Peux-tu nous en dire plus sur ton parcours ?

Pour une chercheuse en France, j’ai un parcours atypique. Tout d’abord, je suis d’origine russe et j’ai commencé mes études et mon travail à Moscou. Là-bas, j’ai obtenu mon diplôme à l’Université du Pétrole et du Gaz de Goubkine, puis j’ai continué mes études encore une année à la Faculté des Maths Appliquées de l’Université de Lomonossov. Ensuite j’ai obtenu un poste à l’Institut des problèmes du pétrole et du gaz rattaché à l’Académie des Sciences de Russie.
En 2000, j’ai déménagé en France avec ma famille et j’ai eu l’opportunité de terminer ma thèse de doctorat et de commencer à enseigner à l’ENSG. En 2011, j’ai obtenu mon habilitation à diriger des recherches (HDR) sur la thématique des écoulements multiphasiques à l’échelle microscopique et macroscopique en milieux poreux.

Sur quelle thématique travailles-tu et quelles en sont les applications ?

Mes recherches portent sur les milieux poreux et les systèmes fluides multiphasiques. Les écoulements multiphasiques dans les milieux poreux sont essentiels dans de nombreux domaines tels que la géologie, la récupération de pétrole, les stockages du gaz, la gestion des ressources en eau, et bien d’autres. La complexité de ces systèmes rendent la modélisation mathématique et numérique cruciale pour comprendre et prédire leur comportement. Pour valider et affiner ces modèles, j’utilise des outils tels que la tomographie IRM pour obtenir des images détaillées de la distribution des phases à l’intérieur du milieu poreux. Par exemple, la thèse de ma doctorante actuelle Diana Kerimbekova vise à étudier la dépollution par des tensio-actifs d’aquifères contaminés. Les données expérimentales obtenues par IRM sont utilisées pour valider les modèles mathématiques. Mes autres sujets de recherche concernent les énergies nouvelles et/ou renouvelables, comme les réservoirs géothermiques ou l’extraction du méthane des couches de charbon.

Pourquoi as-tu choisi ce métier ?

Le fait que je sois née fille dans la famille d’un pilote militaire m’a permis d’avoir toute la liberté de choisir ma future carrière. Garçon, mon destin aurait été tout tracé : le fils d’un officier doit devenir officier ! Depuis l’enfance, j’aimais la physique et les mathématiques et je voulais avoir un métier lié à ces sciences. J’ai donc choisi une université pas très loin de chez moi et où il y avait un département de mathématiques appliquées.
Depuis fin 2003, après la soutenance de ma thèse de doctorat à l’INPL, je travaille à l’Université de Lorraine. Cela fait 20 ans que j’ai le plaisir de contribuer à la réussite de notre établissement en tant que Maître de conférences à l’ENSG et chercheuse au LEMTA.
Pour réussir dans la science, comme dans toute autre activité, il faut faire beaucoup d’efforts. Dans la science comme dans la vie, je suis inspirée par les personnes qui n’abandonnent pas devant les difficultés.

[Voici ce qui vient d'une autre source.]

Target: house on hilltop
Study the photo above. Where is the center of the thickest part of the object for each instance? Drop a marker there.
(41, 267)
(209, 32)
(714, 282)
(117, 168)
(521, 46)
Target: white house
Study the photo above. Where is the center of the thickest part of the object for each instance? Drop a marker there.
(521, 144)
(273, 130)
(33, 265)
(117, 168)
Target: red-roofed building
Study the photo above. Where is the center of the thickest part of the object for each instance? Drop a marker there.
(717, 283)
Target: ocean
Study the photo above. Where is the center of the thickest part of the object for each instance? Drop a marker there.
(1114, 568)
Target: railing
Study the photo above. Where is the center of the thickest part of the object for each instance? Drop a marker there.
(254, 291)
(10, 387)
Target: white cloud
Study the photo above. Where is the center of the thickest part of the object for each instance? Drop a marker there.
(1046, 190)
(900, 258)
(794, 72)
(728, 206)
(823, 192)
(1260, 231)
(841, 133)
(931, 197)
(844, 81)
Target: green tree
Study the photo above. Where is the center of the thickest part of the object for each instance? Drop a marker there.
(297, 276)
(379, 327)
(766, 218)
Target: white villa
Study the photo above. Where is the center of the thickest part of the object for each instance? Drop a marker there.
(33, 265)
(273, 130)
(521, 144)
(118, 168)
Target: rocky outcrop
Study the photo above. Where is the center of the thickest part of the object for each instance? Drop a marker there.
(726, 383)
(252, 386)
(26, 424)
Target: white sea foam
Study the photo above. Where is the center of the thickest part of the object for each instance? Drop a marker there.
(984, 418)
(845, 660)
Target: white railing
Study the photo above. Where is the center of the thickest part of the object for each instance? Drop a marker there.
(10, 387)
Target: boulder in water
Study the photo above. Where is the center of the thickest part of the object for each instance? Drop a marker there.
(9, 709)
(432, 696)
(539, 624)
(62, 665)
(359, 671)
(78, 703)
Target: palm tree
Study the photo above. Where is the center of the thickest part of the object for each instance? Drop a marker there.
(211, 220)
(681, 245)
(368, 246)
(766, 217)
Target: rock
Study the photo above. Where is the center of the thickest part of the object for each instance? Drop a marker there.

Une anecdote, un fait marquant ?

Lorsque je suis arrivée à l’Université du pétrole et du gaz de Goubkine, les étudiants étaient réunis pour une séance d’orientation et le professeur a demandé à chacun d’expliquer pourquoi ils avaient choisi cette université. Les réponses des étudiants étaient logiques : certains ont mentionné que leur père travaillait comme ingénieur dans les champs pétroliers, d’autres ont dit que des membres de leur famille travaillaient chez GazProm (industrie gazière russe). Chacun semblait être l’enfant d’un roi du pétrole ou d’une famille liée à ce domaine.
Quand mon tour est arrivé, j’ai juste dit : “Eh bien c’est l’université la plus proche de chez moi, et je n’ai aucun membre de ma famille dans l’industrie pétrolière”. Le professeur et les étudiants ont été très surpris : “Mais que fais-tu ici ?”. Je leur ai expliqué que j’allais candidater à la faculté de maths-physique quand un membre du comité d’admission m’a proposé de me tourner vers  le département du gaz qui proposait aussi beaucoup d’enseignements mathématiques. J’ai fait confiance à son avis et depuis, je continue à travailler dans ce domaine, même après mon déménagement en France. Je m’intéresse aux problèmes scientifiques dans les milieux poreux appliqués aux ressources énergétiques fossiles ou renouvelables. Parfois, même lorsque l’on choisit son chemin au hasard, cela peut mener à une destinée passionnante !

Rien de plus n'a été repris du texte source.